Yale University has decided to pull funding from students who work with Christian non-profit legal organizations including the Alliance Defending Freedom.

According to a report from The Federalist, Yale Law School announced a new policy in March that will effectively pull funding from students who work with Christian public interest groups. At law schools around the country, students that work for non-profit legal organizations are often eligible for a stipend from their university. This practice encourages students to pursue noble non-profit work despite the lack of pay.

Earlier this year, one of Yale University’s LGBT groups demanded that the law school pull financial support from students who work with Christian public interest groups like the Alliance Defending Freedom (ADF). The push came in the aftermath of a campus event featuring an attorney from ADF who spoke about the Masterpiece Cakeshop case in which a Christian baker was asked to bake a cake for a same-sex wedding.

Federalist contributor and Yale Law School student Aaron Haviland reported on Monday that Yale had caved to the demands of the students. On March 25, the school announced that students who work with organizations that allegedly discriminate based on LGBTQ identity.

On March 25, one month after the controversy, Yale Law School announced via email that it was extending its nondiscrimination policy to summer public interest fellowships, postgraduate public interest fellowships, and loan forgiveness for public interest careers. The school will no longer provide financial support for students and graduates who work at organizations that discriminate on the basis of “sexual orientation and gender identity and expression.”

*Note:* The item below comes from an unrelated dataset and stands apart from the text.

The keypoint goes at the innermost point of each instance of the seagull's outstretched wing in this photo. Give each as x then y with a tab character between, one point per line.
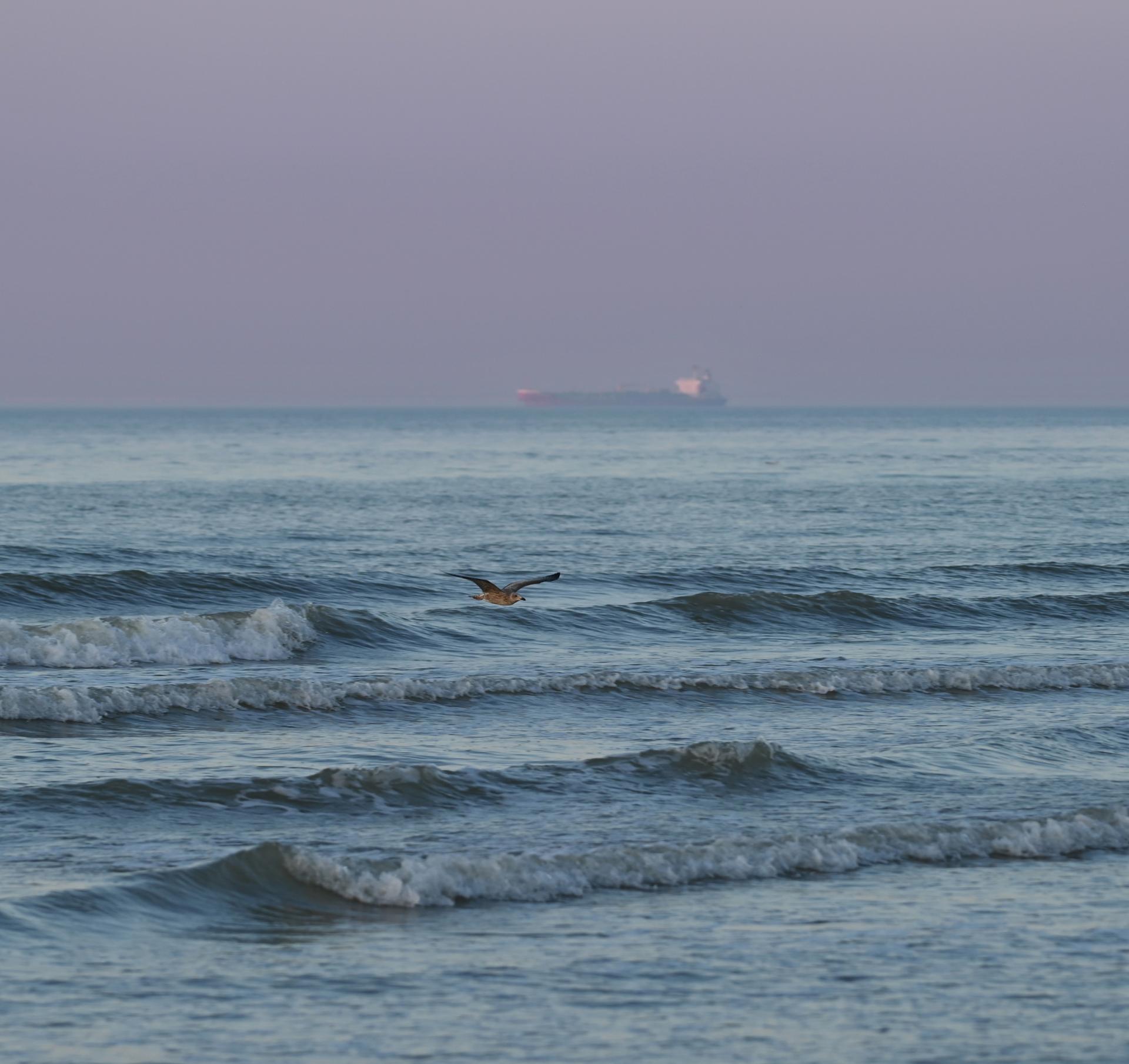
517	585
486	585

Haviland argues that the new policy allows Yale to discriminate against Christian public interest groups. He points out that the ACLU, which defends abortion rights, is not impacted by the new policy.

Without naming ADF, Yale has found a roundabout way to functionally blacklist them and other organizations that do not adhere to Yale’s progressive understanding of gender identity. Law students and graduates will still receive funding to work at organizations like the American Civil Liberties Union that defend abortion, for example. But if students and graduates want to work for ADF or other similarly situated religious or conservative organizations, they will get no help.